[R] Problems with Boxplot

Petr PIKAL petr.pikal at precheza.cz
Fri Sep 4 12:42:52 CEST 2009


Hi

it is rather difficult to understand what you mean by your 
questions/answers without real reproducible code.

r-help-bounces at r-project.org napsal dne 03.09.2009 13:41:11:

> 
> I'm posting answers to my own Q's here - as far as I have answers - 
first so
> that people don't spend time on them, and second in case the solutions 
are
> helpful to anyone else in future.
> 
> 1) My first question is: is there a simple way of getting both dates 
along
> the x-axis and the "*100" calculation (or percentages)?
> I still don't know how to change the format of the y-axis tick labels. 
I'd
> be interested if anyone has a quick way to get percentages and 
additionally,
> how do I get numbers in the "0,000" format along the x or y-axis?  In 
the
> meantime, I can live with this.

plot(1:10,1:10, axes=F)
axis(2, at=c(2,3,7,9), labels=c(1.2, 2.38, 13.54, 16.8))

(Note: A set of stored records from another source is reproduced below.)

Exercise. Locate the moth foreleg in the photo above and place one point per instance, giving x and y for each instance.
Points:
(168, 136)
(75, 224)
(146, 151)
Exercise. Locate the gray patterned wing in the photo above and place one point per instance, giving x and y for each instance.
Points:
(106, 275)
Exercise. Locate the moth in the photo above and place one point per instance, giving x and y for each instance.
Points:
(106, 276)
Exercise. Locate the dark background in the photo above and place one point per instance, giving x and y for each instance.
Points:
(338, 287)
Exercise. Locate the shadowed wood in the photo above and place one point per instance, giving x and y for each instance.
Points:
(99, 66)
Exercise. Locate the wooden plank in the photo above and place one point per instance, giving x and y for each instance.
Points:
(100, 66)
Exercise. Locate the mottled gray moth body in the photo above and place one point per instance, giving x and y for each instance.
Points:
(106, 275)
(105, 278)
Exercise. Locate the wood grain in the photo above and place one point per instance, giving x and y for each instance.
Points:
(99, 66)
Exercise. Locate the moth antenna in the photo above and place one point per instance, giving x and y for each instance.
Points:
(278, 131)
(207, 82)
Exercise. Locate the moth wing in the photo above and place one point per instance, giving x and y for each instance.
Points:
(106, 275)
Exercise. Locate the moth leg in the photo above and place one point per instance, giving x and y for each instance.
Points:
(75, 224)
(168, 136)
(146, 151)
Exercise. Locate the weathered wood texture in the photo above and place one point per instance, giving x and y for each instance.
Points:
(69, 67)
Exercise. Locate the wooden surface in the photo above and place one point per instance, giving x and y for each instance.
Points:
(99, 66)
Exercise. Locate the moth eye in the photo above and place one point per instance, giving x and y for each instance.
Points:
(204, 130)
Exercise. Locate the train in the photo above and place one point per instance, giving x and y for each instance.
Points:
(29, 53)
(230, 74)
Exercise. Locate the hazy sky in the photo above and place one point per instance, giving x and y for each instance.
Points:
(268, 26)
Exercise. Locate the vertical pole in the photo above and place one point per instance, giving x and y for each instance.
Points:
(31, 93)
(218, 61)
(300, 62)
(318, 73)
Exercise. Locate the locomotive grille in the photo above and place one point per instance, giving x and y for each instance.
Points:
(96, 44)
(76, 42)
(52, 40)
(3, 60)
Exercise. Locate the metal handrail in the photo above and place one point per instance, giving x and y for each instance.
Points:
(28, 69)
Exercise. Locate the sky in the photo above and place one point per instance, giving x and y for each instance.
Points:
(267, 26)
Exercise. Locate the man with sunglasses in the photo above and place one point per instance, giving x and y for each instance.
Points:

the same applies with boxplot.

by

bbb<- boxplot(....)

you obtain an object which is used by bxp. See help page for boxplot, 
section See also


> 
> 2) Next is how can I put a legend somewhere to show that red is "data 
set 1"
> and blue is "data set 2".
> I did this with the following text:
> legend("top", c("Top","Bottom"), cex=1.5, lty=1:2, fill=c("lightblue",
> "salmon"), bty="n")

You can go through structure of object produced by boxplot and you will 
see that boxes are located on x axis from 1 to number of boxes and on y 
axis according to the scale of y axis

boxplot(rnorm(20), axes=F)
legend(.5,0, legend=letters[1:3], col=1:3, pch=1)
legend(1,0, legend=letters[1:3], col=1:3, pch=19, pt.cex=3)



> 
> 3) Is it possible to get the date to straddle across each of the two 
dates
> it covers: as it is, one tick has the date, the other does not.
> I didn't manage to do this, but as there were over 20 dates in the final
> data (i.e. 40 plots), by changing the width of the chart window, not 
every
> plot was labeled anyway and it was clear enough.

??????????

> 
> 4) Is it possible to show both the median and the mean with boxplot?
> I gave up on this, but I think the data looks OK in the end with just 
the
> boxplot defaults.

Again object produced by bbb is your clue

x<-rlnorm(200)
bbb<-boxplot(x)
points(1, mean(x), cex=3,col=2, pch=19)

You can add anything not just mean but remember that when you see boxplot, 
you expect to have median mentioned not mean.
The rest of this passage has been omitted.